The ancient wreck of a Volvo is my father's car but I'm the only one who can drive it. I drive down the coast with my foot on the floor. I have to, to get away from a sagging house and incomplete college applications, and panic about getting the scholarship that is my only chance, and the noise in my head that sounds a lot like my grandmother but is starting to sound too much like it belongs to me.

My grandmother, attempting to bribe me with a car like she's Oprah. “How can you possibly afford that?” I said, throwing it across the room. It didn't go very far; it kind of fluttered down and landed face-up.
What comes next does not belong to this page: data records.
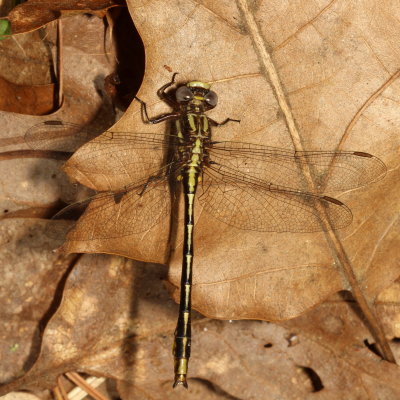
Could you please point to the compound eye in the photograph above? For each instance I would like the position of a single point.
(211, 98)
(183, 94)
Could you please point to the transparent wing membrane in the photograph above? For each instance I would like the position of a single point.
(244, 185)
(115, 215)
(266, 207)
(331, 171)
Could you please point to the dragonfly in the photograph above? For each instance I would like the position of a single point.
(244, 185)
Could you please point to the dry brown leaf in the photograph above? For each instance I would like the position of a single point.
(340, 78)
(35, 183)
(33, 100)
(335, 105)
(33, 14)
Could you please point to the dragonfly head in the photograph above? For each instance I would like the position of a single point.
(196, 96)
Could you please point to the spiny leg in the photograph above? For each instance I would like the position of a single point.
(165, 97)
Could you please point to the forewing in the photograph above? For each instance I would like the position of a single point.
(331, 171)
(116, 159)
(115, 215)
(247, 204)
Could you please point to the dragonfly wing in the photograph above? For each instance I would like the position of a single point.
(331, 170)
(251, 205)
(115, 159)
(118, 214)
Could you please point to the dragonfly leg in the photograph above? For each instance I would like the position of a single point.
(164, 96)
(216, 123)
(156, 120)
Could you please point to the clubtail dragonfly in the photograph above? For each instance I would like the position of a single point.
(247, 186)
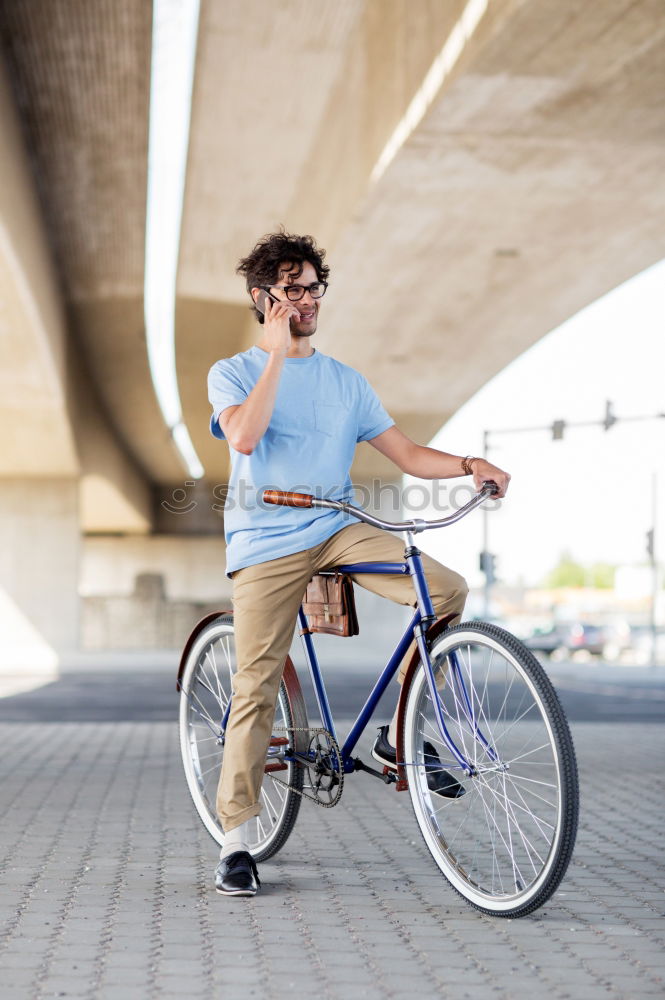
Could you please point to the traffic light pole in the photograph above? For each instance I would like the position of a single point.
(487, 587)
(557, 429)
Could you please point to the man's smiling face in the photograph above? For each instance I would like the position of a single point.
(308, 307)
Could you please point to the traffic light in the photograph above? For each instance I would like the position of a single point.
(609, 416)
(487, 563)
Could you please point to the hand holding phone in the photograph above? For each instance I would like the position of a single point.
(276, 328)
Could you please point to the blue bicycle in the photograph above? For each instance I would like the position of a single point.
(474, 702)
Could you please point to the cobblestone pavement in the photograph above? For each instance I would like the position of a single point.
(107, 886)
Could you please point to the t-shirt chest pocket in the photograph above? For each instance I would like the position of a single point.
(329, 417)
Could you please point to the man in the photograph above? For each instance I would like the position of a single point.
(292, 418)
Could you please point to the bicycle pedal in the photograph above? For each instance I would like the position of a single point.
(275, 765)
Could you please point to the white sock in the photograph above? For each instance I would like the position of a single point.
(392, 730)
(236, 840)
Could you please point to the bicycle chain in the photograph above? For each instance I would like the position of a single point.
(334, 747)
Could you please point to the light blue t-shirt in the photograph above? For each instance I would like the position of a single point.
(323, 408)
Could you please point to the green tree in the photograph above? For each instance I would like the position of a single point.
(567, 573)
(602, 576)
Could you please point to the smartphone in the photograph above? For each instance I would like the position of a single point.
(261, 301)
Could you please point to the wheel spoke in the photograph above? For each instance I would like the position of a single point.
(205, 693)
(499, 844)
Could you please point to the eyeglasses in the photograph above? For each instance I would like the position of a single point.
(294, 292)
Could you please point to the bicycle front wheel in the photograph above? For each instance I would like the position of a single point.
(505, 844)
(205, 692)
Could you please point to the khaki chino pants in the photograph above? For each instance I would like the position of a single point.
(266, 598)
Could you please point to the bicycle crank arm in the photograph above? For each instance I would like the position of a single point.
(389, 777)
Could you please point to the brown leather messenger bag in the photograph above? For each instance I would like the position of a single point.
(330, 605)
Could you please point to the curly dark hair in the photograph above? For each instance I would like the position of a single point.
(262, 266)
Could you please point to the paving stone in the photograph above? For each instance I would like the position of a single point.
(352, 906)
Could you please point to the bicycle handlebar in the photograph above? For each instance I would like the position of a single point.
(287, 499)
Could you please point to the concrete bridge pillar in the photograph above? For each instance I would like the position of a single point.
(39, 570)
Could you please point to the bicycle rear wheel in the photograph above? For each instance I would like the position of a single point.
(505, 844)
(204, 697)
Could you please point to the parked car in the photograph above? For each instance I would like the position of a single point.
(547, 641)
(568, 640)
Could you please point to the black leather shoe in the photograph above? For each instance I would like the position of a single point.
(383, 751)
(438, 781)
(236, 875)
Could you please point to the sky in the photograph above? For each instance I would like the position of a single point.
(589, 494)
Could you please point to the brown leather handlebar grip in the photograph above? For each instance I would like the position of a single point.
(288, 499)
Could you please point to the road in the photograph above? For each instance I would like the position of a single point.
(589, 693)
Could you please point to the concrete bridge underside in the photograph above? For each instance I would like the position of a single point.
(531, 185)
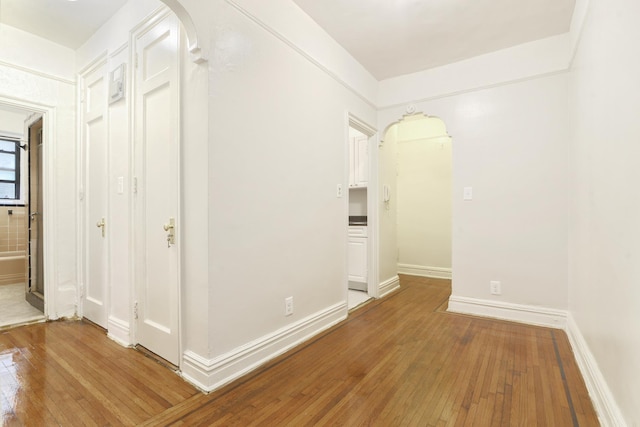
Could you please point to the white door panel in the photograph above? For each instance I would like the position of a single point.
(94, 137)
(157, 198)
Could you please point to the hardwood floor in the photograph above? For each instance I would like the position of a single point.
(398, 361)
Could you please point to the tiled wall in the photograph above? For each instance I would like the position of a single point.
(13, 233)
(13, 238)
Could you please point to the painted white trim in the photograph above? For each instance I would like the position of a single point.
(301, 52)
(472, 89)
(609, 413)
(211, 374)
(10, 279)
(118, 331)
(424, 271)
(530, 314)
(38, 73)
(389, 285)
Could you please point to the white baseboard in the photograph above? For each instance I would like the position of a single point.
(118, 330)
(10, 279)
(388, 286)
(425, 271)
(211, 374)
(605, 405)
(529, 314)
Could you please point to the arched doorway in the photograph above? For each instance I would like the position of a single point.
(419, 152)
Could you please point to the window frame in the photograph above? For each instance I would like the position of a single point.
(17, 172)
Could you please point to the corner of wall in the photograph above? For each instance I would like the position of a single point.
(211, 374)
(604, 403)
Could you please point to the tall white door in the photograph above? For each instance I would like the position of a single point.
(94, 138)
(157, 157)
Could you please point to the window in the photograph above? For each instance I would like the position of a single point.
(9, 169)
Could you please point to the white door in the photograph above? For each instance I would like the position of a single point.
(156, 185)
(94, 138)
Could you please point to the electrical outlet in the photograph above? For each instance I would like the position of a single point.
(288, 306)
(494, 287)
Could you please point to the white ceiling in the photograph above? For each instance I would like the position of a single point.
(388, 37)
(395, 37)
(69, 23)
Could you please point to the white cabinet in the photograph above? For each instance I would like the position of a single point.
(357, 254)
(358, 162)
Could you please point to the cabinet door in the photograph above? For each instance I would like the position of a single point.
(358, 259)
(362, 161)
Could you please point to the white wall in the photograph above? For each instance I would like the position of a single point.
(12, 122)
(541, 57)
(424, 181)
(38, 75)
(277, 152)
(604, 297)
(387, 229)
(27, 52)
(510, 145)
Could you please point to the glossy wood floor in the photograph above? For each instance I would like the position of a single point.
(397, 361)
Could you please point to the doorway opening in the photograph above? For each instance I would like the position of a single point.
(361, 235)
(423, 191)
(22, 286)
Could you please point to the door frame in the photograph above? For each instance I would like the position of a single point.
(373, 285)
(49, 200)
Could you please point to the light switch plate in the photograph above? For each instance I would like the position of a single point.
(467, 193)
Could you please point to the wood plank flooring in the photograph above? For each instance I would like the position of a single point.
(397, 361)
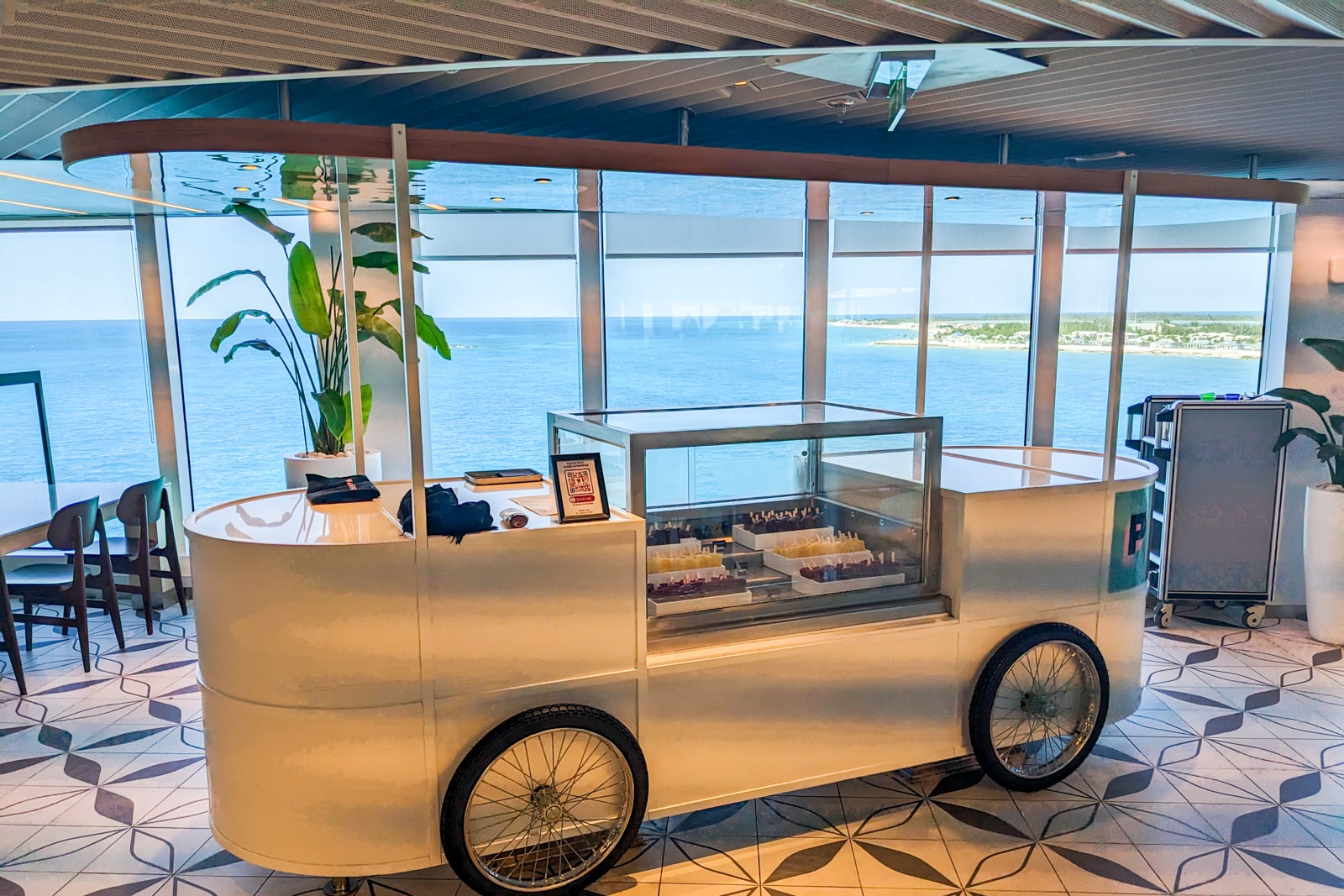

New car. My father and brothers and I have no money. No
cash. I have no idea what Grandmother has, or doesn't. She thinks talking about money is uncouth, but here she was, waving her hand in the air and saying, “I can move around some investments. I can sell some things. I can unbind your trust. You don't have to wait until I'm dead.”

“No,” I said. “I don't want it.” I picked the card up and tore it in half, right between “for” and “a new car.”

I don't want it
was the extent of the argument I was able to muster up, and still is. That is the best I can do and the only thing I can use to defend myself.

I try, “Why do you keep giving me these cards?”

She says, “I hope you'll change your mind, of course. I hope you'll understand what I'm trying to tell you.”

“I don't want to hear it anymore,” I tell her.

My grandmother thinks this is resignation. That even perfect things should never stop being perfected.

I will never admit this: The part of me that wonders how I fit in this family of tall and slender people, the part that trusts my grandmother unconditionally, the weak little part that forgets who I am, that quakes every birthday when she gives me another coupon—is
tempted.

So tempted.

And there's this feeling I have: This year, she'll make the stakes higher. This year she will offer me something I truly can't refuse and every time I think about it I feel like I am full of ants.

But I can't think about that. I am swimming hard for the shore, paddling madly, towing everything I have to do behind me—an AP calculus quiz two days from now and a layout proposal for our laughably short yearbook and a list of potential charity trips to present at the student government meeting and the double shift I have to work at my job after school to cover Amy and sometimes it feels like maybe this is the time I won't make it—I'll drop something, forget something, screw up, and it will sink me.

But I will never screw up. The idea of it is enough to keep my eyes on the shore, keep breathing even when the air feels like acid in my lungs and the water below me is dark, and cold, and deep.

I will never screw up.

Because that would mean that my grandmother is right.